🔍 Visual Layer API: Textual Caption Search

Use the Visual Layer Exploration API to search your image dataset using natural language captions. This feature leverages semantic understanding to return images whose captions match your intent—not just your keywords.

🧠 Overview

The GET /api/v1/explore/{dataset_id} endpoint, combined with the image_caption parameter, enables caption keyword search.

Example:

A search for "beach sunset" may return captions like:

״A man at the beach on sunset"
"Many sunsets and beaches"

In addition, adding quotation marks can make a search more specific, for example:

A search for red car will return results with any image of a car containing something red(red headlights, red paint patterns on the car)
A search for "red car" will return results of images containing a red car

Each result includes a relevance score indicating how well the caption semantically matches your query.

🔐 Authentication

On-prem installations do not require authentication.
In case you have authentication all requests require a bearer token in the header:

Authorization: Bearer {your_api_token}

📥 Textual Caption Search

Endpoint

GET /api/v1/explore/{dataset_id}

Required Query Parameters

Name	Type	Description
`image_caption`	string	The natural language caption query
`threshold`	integer	Clustering similarity threshold (0–4)
`entity_type`	string	Either `IMAGES` or `OBJECTS`
`textual_similarity_threshold`	float	Sets the minimum semantic match quality for caption searches. Higher values (closer to 1.0) return only highly relevant results, while lower values include more varied matches. This filters results based on the relevance score (0.0-1.0)

🧪 Example (cURL)

curl -H "Authorization: Bearer YOUR_TOKEN" \
"https://app.visual-layer.com/api/v1/explore/95233006-eddc-11ef-b303-76dbc3993eb2?threshold=0&image_caption=beach%20sunset&entity_type=IMAGES"

📦 Response (Simplified)

{
  "clusters": [
    {
      "id": "...",
      "entity_type": "IMAGES",
      "size": 4,
      "representative_preview": "...",
      "media": [
        {
          "id": "...",
          "preview": "...",
          "filename": "sunset_beach_aerial.jpg",
          "caption": "Golden sun setting over the ocean waves",
          "relevance_score": 0.92
        }
      ]
    }
  ],
  "total_pages": 1,
  "current_page": 0
}

🧠 Understanding the Response

clusters: Groups of visually similar images
media: Media items that match your query
caption: Matched image description
relevance_score: Semantic similarity score (0.0–1.0)
preview: Image preview URL

Results are sorted by relevance_score—most relevant first.

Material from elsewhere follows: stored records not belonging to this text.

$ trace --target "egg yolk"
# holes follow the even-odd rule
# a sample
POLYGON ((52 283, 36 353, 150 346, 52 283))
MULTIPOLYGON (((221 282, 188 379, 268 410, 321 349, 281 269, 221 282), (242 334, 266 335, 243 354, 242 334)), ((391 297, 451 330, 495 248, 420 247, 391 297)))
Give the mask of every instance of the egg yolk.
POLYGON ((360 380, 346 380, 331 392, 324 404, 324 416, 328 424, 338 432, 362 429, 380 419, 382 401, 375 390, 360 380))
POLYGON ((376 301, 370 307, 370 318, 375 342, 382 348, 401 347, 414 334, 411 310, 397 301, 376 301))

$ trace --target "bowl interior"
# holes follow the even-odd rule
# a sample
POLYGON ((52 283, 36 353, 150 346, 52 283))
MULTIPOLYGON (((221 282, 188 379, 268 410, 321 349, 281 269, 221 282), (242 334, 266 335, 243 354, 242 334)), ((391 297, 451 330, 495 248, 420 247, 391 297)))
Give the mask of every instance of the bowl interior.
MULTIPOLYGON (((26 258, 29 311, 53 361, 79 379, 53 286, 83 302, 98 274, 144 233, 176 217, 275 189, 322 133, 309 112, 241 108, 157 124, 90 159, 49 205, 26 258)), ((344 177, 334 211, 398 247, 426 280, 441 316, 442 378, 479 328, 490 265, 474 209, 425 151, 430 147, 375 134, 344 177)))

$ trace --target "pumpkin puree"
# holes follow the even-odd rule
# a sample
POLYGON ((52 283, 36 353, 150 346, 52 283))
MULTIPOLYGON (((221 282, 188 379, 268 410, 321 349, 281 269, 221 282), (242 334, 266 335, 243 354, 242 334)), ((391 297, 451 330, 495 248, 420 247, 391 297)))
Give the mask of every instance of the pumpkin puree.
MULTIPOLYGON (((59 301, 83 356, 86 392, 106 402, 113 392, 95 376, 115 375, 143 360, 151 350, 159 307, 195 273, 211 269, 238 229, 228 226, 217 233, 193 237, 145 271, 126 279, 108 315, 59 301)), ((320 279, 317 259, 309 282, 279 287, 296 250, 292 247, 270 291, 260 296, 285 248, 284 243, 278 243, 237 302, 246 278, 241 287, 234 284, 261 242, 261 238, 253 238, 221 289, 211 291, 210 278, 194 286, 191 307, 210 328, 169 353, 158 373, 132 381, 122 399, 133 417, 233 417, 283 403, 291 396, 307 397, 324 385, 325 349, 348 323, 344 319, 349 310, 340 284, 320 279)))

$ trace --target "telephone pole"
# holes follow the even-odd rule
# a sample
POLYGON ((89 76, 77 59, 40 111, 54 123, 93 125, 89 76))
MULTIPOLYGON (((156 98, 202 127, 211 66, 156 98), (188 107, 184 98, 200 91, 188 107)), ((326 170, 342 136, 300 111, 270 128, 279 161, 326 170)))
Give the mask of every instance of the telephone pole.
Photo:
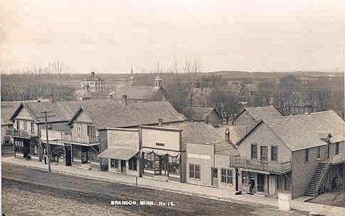
POLYGON ((48 121, 47 111, 45 111, 45 135, 47 136, 47 155, 48 155, 48 171, 52 172, 50 169, 50 145, 49 145, 48 138, 48 121))
MULTIPOLYGON (((44 111, 41 112, 41 114, 43 114, 43 116, 41 117, 44 118, 44 121, 45 123, 45 136, 46 136, 46 145, 45 145, 45 150, 46 152, 47 155, 47 159, 48 159, 48 171, 49 172, 52 172, 51 167, 50 167, 50 161, 51 161, 51 149, 50 149, 50 145, 49 144, 49 137, 48 137, 48 117, 53 117, 55 115, 49 115, 48 113, 51 113, 51 112, 49 111, 44 111)), ((43 157, 45 155, 43 155, 43 157)))

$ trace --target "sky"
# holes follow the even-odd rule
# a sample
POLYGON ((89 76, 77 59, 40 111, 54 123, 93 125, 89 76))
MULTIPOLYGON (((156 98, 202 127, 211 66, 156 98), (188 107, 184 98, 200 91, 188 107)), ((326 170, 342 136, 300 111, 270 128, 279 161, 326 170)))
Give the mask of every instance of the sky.
POLYGON ((5 73, 344 71, 344 0, 0 1, 5 73))

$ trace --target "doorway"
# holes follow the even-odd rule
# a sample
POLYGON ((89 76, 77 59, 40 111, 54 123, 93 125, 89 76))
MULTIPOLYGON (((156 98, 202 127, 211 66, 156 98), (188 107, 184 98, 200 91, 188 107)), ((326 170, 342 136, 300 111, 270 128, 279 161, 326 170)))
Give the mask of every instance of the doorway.
POLYGON ((159 156, 161 167, 161 174, 167 175, 169 171, 169 157, 168 155, 159 156))
POLYGON ((126 161, 122 160, 121 160, 121 173, 126 172, 126 161))
POLYGON ((257 188, 258 188, 258 191, 264 192, 264 191, 265 191, 265 174, 258 174, 257 188))
POLYGON ((65 165, 72 166, 71 147, 64 146, 64 152, 66 152, 64 154, 65 165))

🧪 Filtering and Refinement

Set a Minimum Similarity Threshold

...&textual_similarity_threshold=0.85

Combine with Labels and Tags

...&labels=[beach,sunset]&tags=7b89e36c-c2d1-4af9-9d23-f74e018e67c5

🐍 Python Client

import requests
from typing import Dict, List, Optional

class VisualLayerClient:
    def __init__(self, api_url: str, api_token: str):
        self.api_url = api_url
        self.headers = { 'Authorization': f'Bearer {api_token}' }

    def search_by_caption(self, dataset_id: str, caption_query: str, threshold: int = 0,
                          entity_type: str = 'IMAGES',
                          textual_similarity_threshold: Optional[float] = None,
                          page_number: int = 0,
                          labels: Optional[List[str]] = None,
                          tags: Optional[List[str]] = None) -> Dict:
        params = {
            'image_caption': caption_query,
            'threshold': threshold,
            'entity_type': entity_type,
            'page_number': page_number
        }
        if textual_similarity_threshold is not None:
            params['textual_similarity_threshold'] = textual_similarity_threshold
        if labels:
            params['labels'] = f"[{','.join(labels)}]"
        if tags:
            params['tags'] = "untagged" if tags == ["untagged"] else f"[{','.join(tags)}]"
        response = requests.get(f"{self.api_url}/api/v1/explore/{dataset_id}",
                                headers=self.headers, params=params)
        response.raise_for_status()
        return response.json()

    def extract_media_info(self, results: Dict) -> List[Dict]:
        media_items = []
        for cluster in results.get('clusters', []):
            for item in cluster.get('previews', []):
                media_items.append({
                    'id': item['media_id'],
                    'preview_url': item.get('media_uri'),
                    'caption': item.get('caption'),
                    'relevance_score': item.get('relevance_score'),
                    'label': item.get('label')
                })
        return media_items

Example Usage

client = VisualLayerClient(API_URL, API_TOKEN)
results = client.search_by_caption(dataset_id=DATASET_ID, caption_query="beach sunset", textual_similarity_threshold=0.75)
media = client.extract_media_info(results)

📚 Advanced Techniques

Phrase Matching

image_caption="\"golden sunset\""

Compound Queries

image_caption=beach%20sunset%20without%20people

✅ Best Practices

Use specific queries for higher precision
Set a similarity threshold to filter weaker matches
Combine filters like tags and labels for refinement
Use relevance_score to sort or prioritize results
Visual clusters ≠ semantic groups – always use relevance for ranking

🛠 Pagination Helper

def get_all_caption_matches(client, dataset_id, caption_query, min_similarity=0.75):
    all_media = []
    page = 0
    total_pages = 1
    while page < total_pages:
        results = client.search_by_caption(dataset_id, caption_query,
                                           textual_similarity_threshold=min_similarity,
                                           page_number=page)
        all_media.extend(client.extract_media_info(results))
        total_pages = results.get('total_pages', 1)
        page += 1
    return all_media

🚨 Error Handling

def search_with_retries(client, dataset_id, caption_query, max_retries=3):
    for attempt in range(max_retries):
        try:
            return client.search_by_caption(dataset_id, caption_query)
        except requests.exceptions.HTTPError as e:
            if e.response.status_code == 429:
                time.sleep((2 ** attempt) + random.uniform(0, 1))
            elif e.response.status_code == 401:
                raise Exception("Check your API token.")
            elif e.response.status_code == 404:
                raise Exception("Dataset not found.")
            else:
                raise

⚠️ Limitations

Maximum of 100 results per page
Thresholds must be ≥ 0.5
Caption quality affects match accuracy
Complex queries may yield unexpected results